Friday, April 16, 2010

Late Friday Afternoon at Brooklyn College: Tulips and Ivy

Sitting outside Whitehead Hall's library cafe around 4:30 p.m. before our class on the Brooklyn College campus, we found ourselves near these yellow and red tulips. They never had them when we were an undergrad and grad student back in 1969-75, but when we were a kid in P.S. 203 in Flatlands in Brooklyn, in late winter the teachers would take orders for seeds and especially tulip bulbs. We used to plant the bulbs in our backyard. They were supposed to keep us in touch with our Dutch Nieuw Amersfoort heritage, though the teachers never told us about speculative bubbles.
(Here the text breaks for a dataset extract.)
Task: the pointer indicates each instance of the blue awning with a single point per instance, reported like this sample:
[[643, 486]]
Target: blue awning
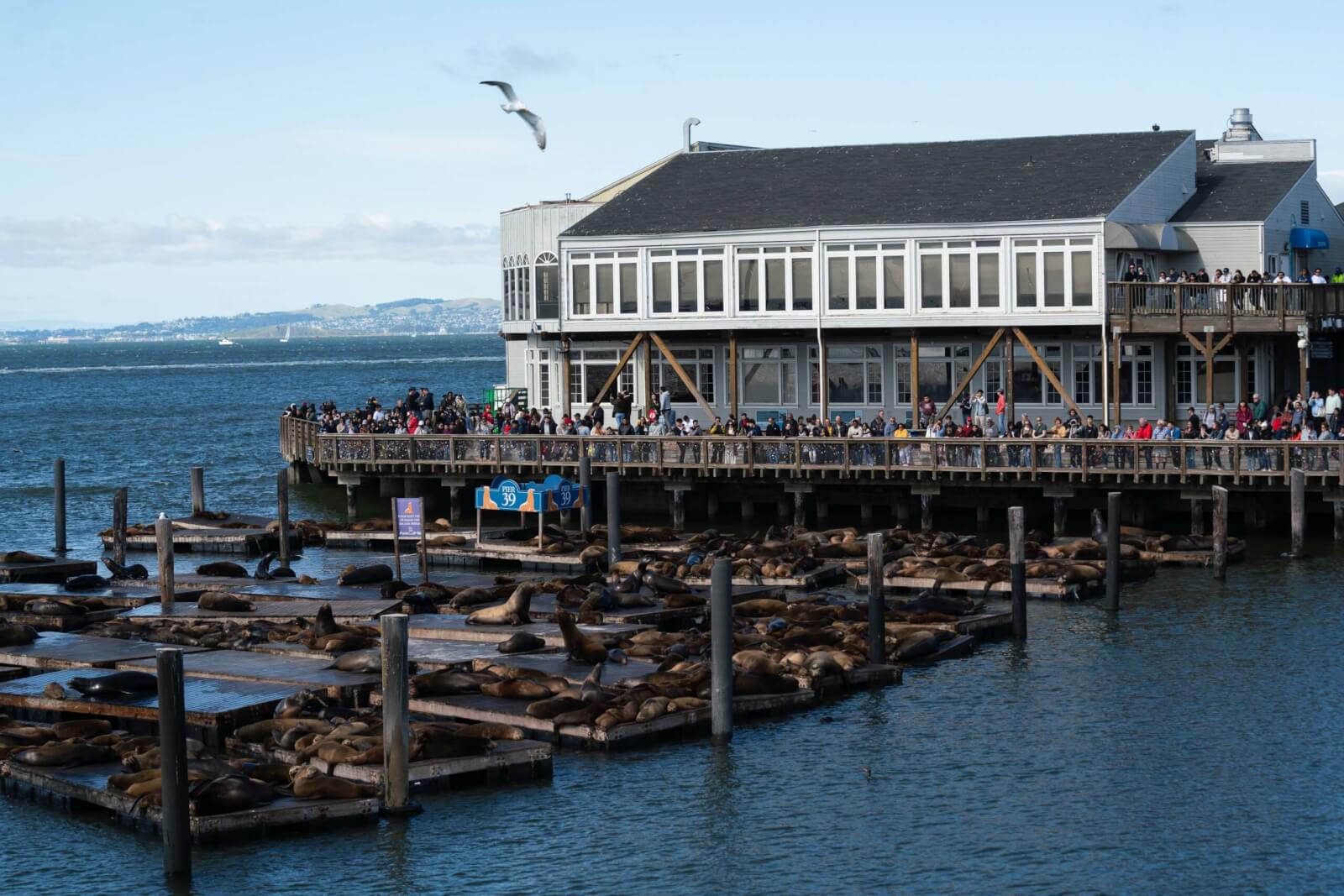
[[1308, 238]]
Of course, the house our parents bought for $17,500 in 1958 and sold for $68,000 in 1979 went for almost $750,000 a few years ago, before the housing bubble burst. (See Flynn, Dennis O. 1983. "Sixteenth-Century Inflation from a Production Point of View." In Inflation through the Ages: Economic, Social, Psychological and Historical Aspects. Nathan Schmukler [yes, that was our beloved professor's surname] and Edward Marcus, eds. New York: Brooklyn College Press. Pp. 162, 164.)

The ivy running along the buildings on campus are also in bloom. Brooklyn College makes a good stand-in for more prestigious private schools on shows like Gossip Girl.